Something like this, just to Illustrate the flexibility of the system.









Adjust & spread the members of the rear rack as much as possible, the front one next to the front bottom bracket, the rear one as far back as possible.









This is how the whole thing looks,









Sadly mounting the forks more forward will impair movement of the rider a little to much..









The Shy Gf as captain.









The super Gf as stocker.









Checking Knee, leg clearance even with my big, fat legs is no problem.









As wide as my shoulder are, is no really a clearance problem.









I only need to lose two 6 mm bolts and is gone, 5 seconds max.









hell I can almost keep attach to the bike since is so small









I when for a Ride and the whole thing is super stable, ready to go anywhere, except i did not have a place to go riding today.


----------



## back2basics (Jun 5, 2008)

Wow


----------



## Gregg K (Jan 12, 2004)

Brilliant! This deserves some high credits. 

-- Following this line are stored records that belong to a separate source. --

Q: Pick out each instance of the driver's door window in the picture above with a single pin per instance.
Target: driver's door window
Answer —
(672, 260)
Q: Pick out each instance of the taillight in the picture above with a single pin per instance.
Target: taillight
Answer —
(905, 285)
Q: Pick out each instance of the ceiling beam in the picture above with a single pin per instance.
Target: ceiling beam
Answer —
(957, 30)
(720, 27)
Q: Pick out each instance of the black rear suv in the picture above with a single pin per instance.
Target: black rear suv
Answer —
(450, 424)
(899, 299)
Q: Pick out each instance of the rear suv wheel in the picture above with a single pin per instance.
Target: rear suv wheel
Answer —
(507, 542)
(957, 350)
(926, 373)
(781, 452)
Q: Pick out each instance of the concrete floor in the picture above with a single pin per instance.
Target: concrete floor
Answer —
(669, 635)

I saw your other post in the Ibis forum. I never come over to the tandem forum. But I'm glad I did. 

You've got a lot of creativity.


----------



## patineto (Oct 28, 2005)

Gregg K said:


> Brilliant! This deserves some high credits.
> 
> I saw your other post in the Ibis forum. I never come over to the tandem forum. But I'm glad I did.
> 
> You've got a lot of creativity.


Thanks Gregg..

I'm just a firm believer that the brain is the "Muscle" that needs the most exercise..:madman:

Take a look at my picture gallery's *picture gallery's* for more fun stuff.

Actually this posting on the car forum is a great compendium of my rack works * No, No Cars > Motorbike + Bicycles = Happyness*


----------



## MichiganClydesdale (Mar 24, 2004)

*uuuuhhh, smart people make me feel, like, stupid or somethin*

uuuuhhh, smart people make me feel, like, stupid or something? ... Seriously, that's some cool smarts. hands to the roof props.

david


----------



## patineto (Oct 28, 2005)

MichiganClydesdale said:


> uuuuhhh, smart people make me feel, like, stupid or something? ... Seriously, that's some cool smarts. hands to the roof props.
> 
> david


Oh David is not as much about being smart, Is more about letting your neurons run wild with out much regard for the predetermine structures.

Pretty much anybody can do it, specially if they don't try to hard to control everything at ones and from the start.

Invention rides more like a "HoverCraft" than a "Bobsled" on a skinny track.


----------